Kerja sama dengan Max Farma berjalan lancar. Perusahaan farmasi yang telah dikenal luas itu membantu memproduksi obat-obatan herbal yang kuciptakan dalam jumlah besar. Sedangkan untuk proses pemasaran, orang-orang yang sejak awal terlibat ketika merintis merek dagang inilah yang kukerahkan. Aku selaku CEO, Alta sebagai Brand Ambasador, Dinda dan Hasta memegang bagian marketing, lalu Ratu Silva serta anak buahnya menangani bagian jasa penanganan para pecandu narkoba. Untuk mengatur keuangan, aku percayakan kepada Velly, karena dia sempat sekolah di bidang akuntansi.
Arah hidupku mulai jelas. Kini aku tidak lagi merasa minder atas keberhasilan teman-teman panti yang lebih dulu sukses. Bukan hanya karirku yang mulai melejit, Alta pun semakin bersinar. Dia bahkan ditawari kontrak oleh Star Nation Sport. Sebuah agensi olah raga yang biasa memegang atlit kelas dunia. Tawaran ini merupakan titik terang bagi karirnya. Tidak hanya di negara ini, Alta juga akan semakin mengepakan sayapnya ke negara-negara lain. Pertandingan dengan bayaran yang tidak sedikit pun mendatanginya. Dia akan semakin sukses. Mungkin impian utamanya bisa benar-benar tercapai, yaitu dikenal dunia sebagai atlit kick boxing papan atas.

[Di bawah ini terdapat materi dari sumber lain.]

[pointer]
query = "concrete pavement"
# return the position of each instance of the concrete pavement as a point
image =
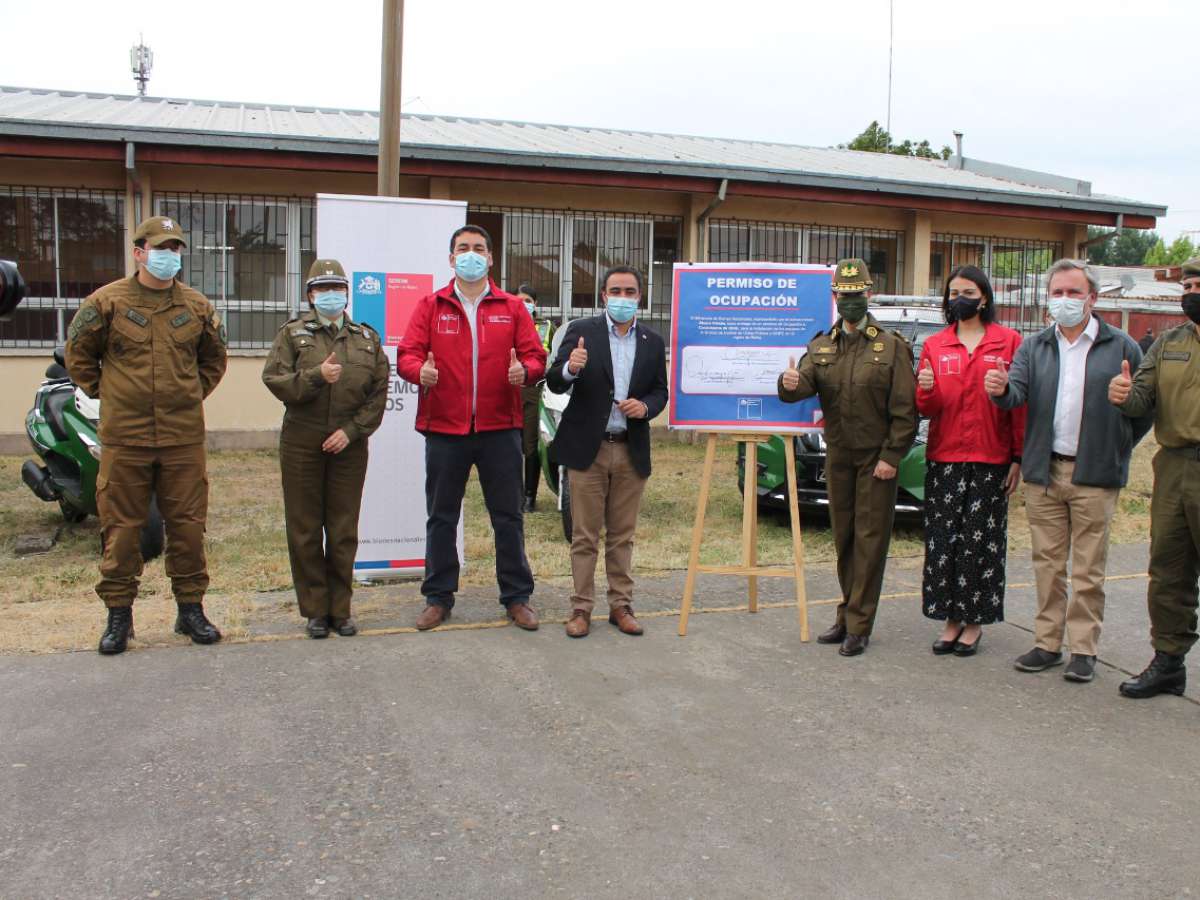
(731, 763)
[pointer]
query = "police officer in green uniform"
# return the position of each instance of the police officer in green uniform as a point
(864, 378)
(1168, 382)
(151, 348)
(331, 375)
(531, 397)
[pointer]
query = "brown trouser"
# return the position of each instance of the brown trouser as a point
(1072, 521)
(1175, 551)
(862, 509)
(322, 496)
(129, 475)
(607, 495)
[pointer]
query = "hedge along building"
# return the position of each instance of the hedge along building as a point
(79, 171)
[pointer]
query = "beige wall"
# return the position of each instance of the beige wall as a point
(241, 405)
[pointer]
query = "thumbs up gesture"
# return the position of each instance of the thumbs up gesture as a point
(925, 377)
(579, 359)
(516, 371)
(331, 370)
(791, 379)
(429, 372)
(1121, 385)
(996, 381)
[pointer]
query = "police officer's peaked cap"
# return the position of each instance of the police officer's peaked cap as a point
(159, 231)
(851, 276)
(325, 271)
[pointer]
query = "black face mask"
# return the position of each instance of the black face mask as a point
(1191, 304)
(963, 309)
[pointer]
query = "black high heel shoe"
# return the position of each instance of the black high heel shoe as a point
(942, 648)
(967, 649)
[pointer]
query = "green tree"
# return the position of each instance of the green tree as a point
(1180, 250)
(1127, 249)
(877, 139)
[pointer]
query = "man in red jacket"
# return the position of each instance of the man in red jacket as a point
(472, 348)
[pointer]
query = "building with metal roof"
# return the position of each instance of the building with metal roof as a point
(562, 203)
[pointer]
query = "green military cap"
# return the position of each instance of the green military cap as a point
(327, 271)
(851, 276)
(160, 229)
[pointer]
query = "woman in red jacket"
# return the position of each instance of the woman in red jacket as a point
(973, 460)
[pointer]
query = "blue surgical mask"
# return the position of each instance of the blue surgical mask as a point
(471, 265)
(330, 304)
(163, 264)
(621, 309)
(1067, 311)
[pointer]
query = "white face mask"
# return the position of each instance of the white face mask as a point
(1067, 311)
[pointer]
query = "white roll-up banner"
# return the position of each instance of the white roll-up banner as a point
(395, 251)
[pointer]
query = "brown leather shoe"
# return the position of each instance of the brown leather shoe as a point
(432, 616)
(853, 645)
(623, 618)
(579, 624)
(833, 635)
(523, 616)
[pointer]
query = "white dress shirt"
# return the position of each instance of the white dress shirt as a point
(1068, 412)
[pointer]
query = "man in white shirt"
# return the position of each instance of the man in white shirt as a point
(1075, 462)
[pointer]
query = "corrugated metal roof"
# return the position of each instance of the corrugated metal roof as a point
(35, 112)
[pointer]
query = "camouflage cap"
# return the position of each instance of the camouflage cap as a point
(325, 271)
(160, 229)
(851, 276)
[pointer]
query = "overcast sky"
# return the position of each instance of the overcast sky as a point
(1104, 90)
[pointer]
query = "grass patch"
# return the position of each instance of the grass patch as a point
(49, 604)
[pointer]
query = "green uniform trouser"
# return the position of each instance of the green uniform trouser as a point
(862, 509)
(127, 478)
(1175, 551)
(322, 496)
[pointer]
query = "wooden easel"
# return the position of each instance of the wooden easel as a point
(749, 567)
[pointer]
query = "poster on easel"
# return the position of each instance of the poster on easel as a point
(735, 327)
(395, 250)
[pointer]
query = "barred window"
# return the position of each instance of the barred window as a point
(247, 255)
(1014, 267)
(564, 255)
(67, 243)
(741, 241)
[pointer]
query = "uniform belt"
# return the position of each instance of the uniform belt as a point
(1192, 453)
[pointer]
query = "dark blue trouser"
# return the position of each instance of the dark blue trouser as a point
(448, 461)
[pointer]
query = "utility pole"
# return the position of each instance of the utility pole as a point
(389, 97)
(892, 9)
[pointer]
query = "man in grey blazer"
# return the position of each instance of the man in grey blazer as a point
(1075, 461)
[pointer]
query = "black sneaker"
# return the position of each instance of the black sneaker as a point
(1080, 669)
(1037, 659)
(1164, 675)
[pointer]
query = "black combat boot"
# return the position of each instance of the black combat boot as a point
(195, 624)
(1164, 675)
(118, 631)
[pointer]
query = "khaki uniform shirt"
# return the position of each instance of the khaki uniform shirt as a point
(867, 387)
(355, 402)
(151, 357)
(1168, 382)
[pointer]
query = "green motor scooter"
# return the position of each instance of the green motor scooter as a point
(63, 429)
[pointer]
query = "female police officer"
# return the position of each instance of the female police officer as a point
(331, 375)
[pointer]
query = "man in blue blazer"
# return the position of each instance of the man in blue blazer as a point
(617, 373)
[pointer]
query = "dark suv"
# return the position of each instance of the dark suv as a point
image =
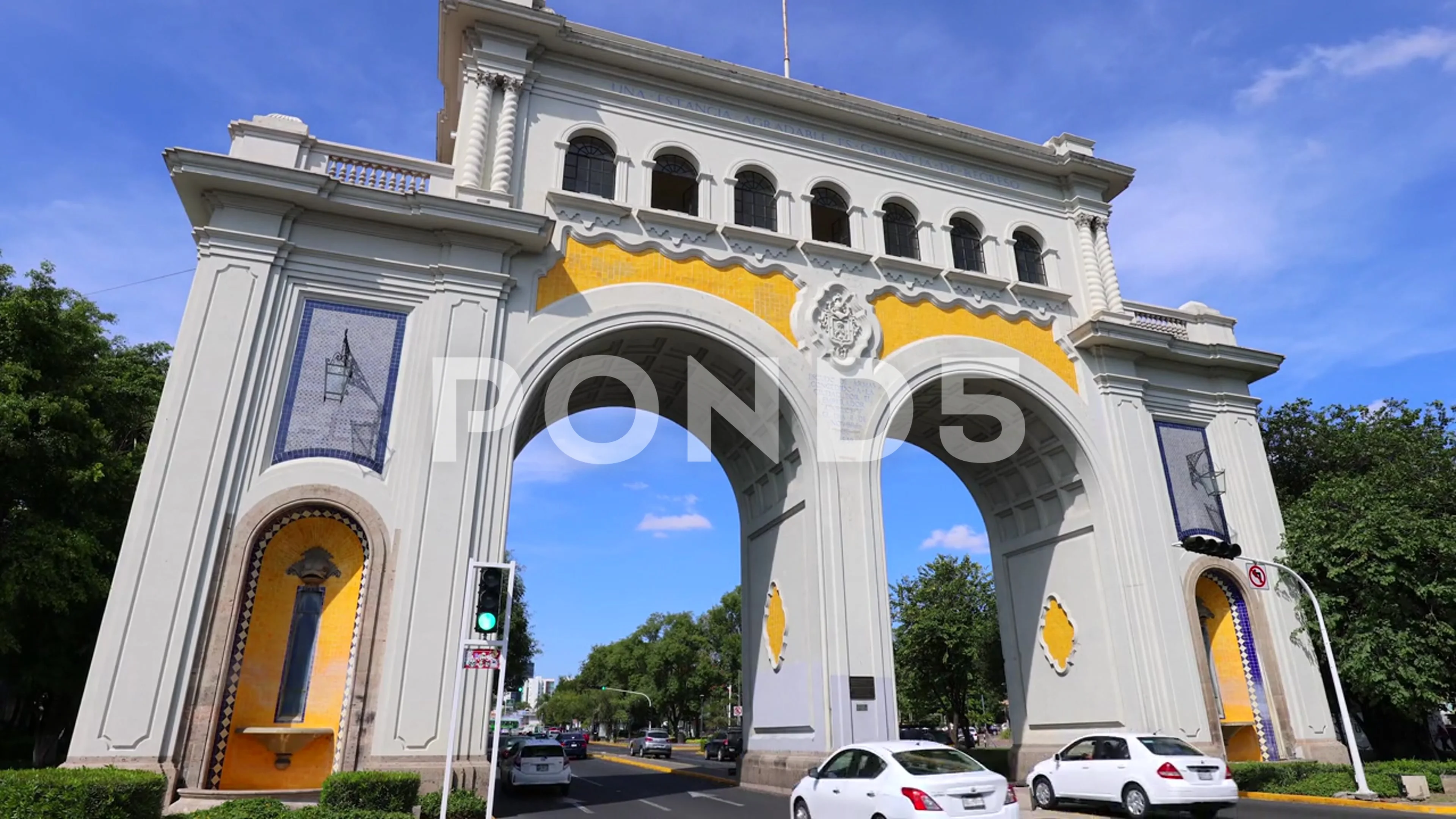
(724, 745)
(928, 735)
(574, 744)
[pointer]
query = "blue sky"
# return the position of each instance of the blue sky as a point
(1295, 171)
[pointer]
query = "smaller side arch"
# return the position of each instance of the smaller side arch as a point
(592, 130)
(1250, 633)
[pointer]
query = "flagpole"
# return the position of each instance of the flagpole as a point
(785, 38)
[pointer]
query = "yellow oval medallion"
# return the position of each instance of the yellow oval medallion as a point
(775, 626)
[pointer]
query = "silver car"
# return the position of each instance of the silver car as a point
(653, 742)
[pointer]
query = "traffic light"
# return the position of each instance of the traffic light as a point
(488, 599)
(1212, 547)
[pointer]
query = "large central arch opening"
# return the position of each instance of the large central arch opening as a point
(765, 493)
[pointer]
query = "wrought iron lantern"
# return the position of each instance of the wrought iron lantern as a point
(1203, 474)
(338, 372)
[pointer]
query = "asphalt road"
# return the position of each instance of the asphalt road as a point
(613, 791)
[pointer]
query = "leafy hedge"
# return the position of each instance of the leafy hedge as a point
(274, 810)
(372, 791)
(81, 793)
(464, 805)
(1323, 779)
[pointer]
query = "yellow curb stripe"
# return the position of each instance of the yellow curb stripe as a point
(666, 770)
(1409, 808)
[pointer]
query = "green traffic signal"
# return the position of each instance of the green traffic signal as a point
(488, 599)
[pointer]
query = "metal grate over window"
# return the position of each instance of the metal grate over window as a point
(298, 665)
(592, 168)
(753, 200)
(1189, 470)
(829, 216)
(966, 247)
(901, 232)
(675, 184)
(1028, 259)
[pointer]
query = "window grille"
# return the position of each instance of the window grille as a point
(966, 247)
(1028, 259)
(592, 168)
(829, 216)
(755, 202)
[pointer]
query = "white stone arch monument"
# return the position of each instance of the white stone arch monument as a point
(336, 283)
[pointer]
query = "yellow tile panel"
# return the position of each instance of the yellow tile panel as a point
(905, 323)
(248, 766)
(587, 267)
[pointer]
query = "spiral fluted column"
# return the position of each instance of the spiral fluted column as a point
(1097, 297)
(475, 129)
(506, 136)
(1104, 257)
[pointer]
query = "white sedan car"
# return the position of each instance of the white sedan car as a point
(537, 763)
(902, 780)
(1138, 772)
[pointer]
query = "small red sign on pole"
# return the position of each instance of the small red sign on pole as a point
(1258, 577)
(487, 659)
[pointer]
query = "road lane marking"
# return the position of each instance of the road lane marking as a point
(666, 770)
(695, 795)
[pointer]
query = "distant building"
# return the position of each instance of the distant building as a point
(538, 689)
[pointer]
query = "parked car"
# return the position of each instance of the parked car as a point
(724, 745)
(537, 763)
(928, 735)
(901, 780)
(651, 742)
(1139, 772)
(574, 744)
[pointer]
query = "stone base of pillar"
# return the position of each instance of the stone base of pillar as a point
(469, 774)
(778, 770)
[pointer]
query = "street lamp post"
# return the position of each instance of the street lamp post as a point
(627, 691)
(1362, 786)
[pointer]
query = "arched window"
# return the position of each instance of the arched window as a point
(1028, 259)
(753, 202)
(966, 247)
(901, 232)
(829, 216)
(592, 168)
(675, 184)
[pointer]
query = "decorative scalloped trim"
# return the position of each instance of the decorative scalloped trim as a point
(681, 254)
(959, 302)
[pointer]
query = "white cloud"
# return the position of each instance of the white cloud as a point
(1391, 50)
(663, 524)
(959, 538)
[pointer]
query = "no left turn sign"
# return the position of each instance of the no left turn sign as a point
(1258, 577)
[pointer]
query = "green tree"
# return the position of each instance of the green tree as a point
(947, 642)
(1369, 499)
(76, 410)
(520, 659)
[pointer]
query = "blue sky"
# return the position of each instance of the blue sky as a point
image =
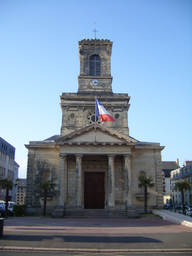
(151, 61)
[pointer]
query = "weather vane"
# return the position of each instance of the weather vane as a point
(95, 31)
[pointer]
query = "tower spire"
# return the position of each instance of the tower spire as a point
(95, 31)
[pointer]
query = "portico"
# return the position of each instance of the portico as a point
(105, 158)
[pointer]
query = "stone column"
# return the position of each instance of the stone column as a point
(78, 182)
(128, 196)
(59, 211)
(111, 182)
(63, 180)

Hari ini, Alta memintaku untuk menghadiri peresmian dirinya menjadi bagian dari agensi tersebut di sebuah hotel berbintang. Saat diberitahu, aku sudah menduga ini merupakan acara resmi. Kebetulan saat Alta menyampaikannya, aku sedang membicarakan urusan pekerjaan dengan Ratu Silva. Dia pun berinisiatif memakaikanku setelan jas lengkap, dengan sedikit riasan di wajah.
Bertemu Dinda di depan gedung acara. Dia menatap heran padaku, bahkan terkesan terkejut. "Kak, kok rapi banget?!"
Aku yang justru bingung dengan penampilan Dinda pun berbalik tanya, "Memang harus rapi, kan? Kamu kenapa malah ga rapi?"
Dia hanya mengenakan kaos oblong agak longgar, dipadukan celana jeans yang memiliki sobekan di beberapa sisi, serta sepatu kets. Dia juga membawa tas selempang. Wajahnya pun tanpa riasan, disertai rambut sebahu yang dikucir kuda dengan sisi kiri kanannya terlihat sedikit berantakan. Penampilannya begitu terkesan casual.
Melihat ke kanan kiri, orang-orang yang kuduga juga merupakan tamu undangan acara Alta juga mengenakan pakaian formal. Bahkan ada beberapa artis yang datang. Dinda yang semula bingung melihatku, kini justru seperti heran melihat diri sendiri. Dia mengedarkan pandangan ke sekeliling, lalu menatap penampilannya sendiri.
Dia mendekat, lalu bicara lirih, "Kak, kok semua pada pake jas sama gaun, ya?"
"Ini kan acara resmi. Memang udah seharusnya rapi, kan?" Aku menerangkan singkat.
Dinda menekuk wajah, sambil menggigit bibr bawahnya. "Hah?! Aku salah kostum, dong?"
Dari kejauhan, Alta menghampiri dengan berlari kecil sambil memanggil, "Amar ... buruan! Udah mau mulai acaranya."
Dia juga menggunakan pakaian resmi. Sama sepertiku, yang dikenakannya adalah setelan jas hitam. Bahkan rambutnya dibentuk begitu rapi.
Dia melihat ke arah Dinda dan langsung terlihat terkjut. "Kok pake gini?!"
"Kamu ga bilang ini acara resmi. Jadi saltum, kan?!" Dinda langsung saja marah-marah.
"Yaelah ... udah tau acaranya di hotel berbintang 5. Ya pasti resmilah. Gimana, sih?!" Alta balik memarahinya.
Dinda pun kembali menekuk wajahnya. Dia terlihat merasa begitu tidak nyaman dengan penampilannya saat ini. "Terus gimana, dong? Aku beda sendiri."
"Udahlah cuek aja. Ayo, buruan." Alta memerintah agar kami segera mengikutinya.
Acara pun berlangsung. Alta begitu bersinar ketika agensi olah raga rekanannya memperkenalkan biografi dirinya kepada para tamu undangan. Dia pun tampak percaya diri.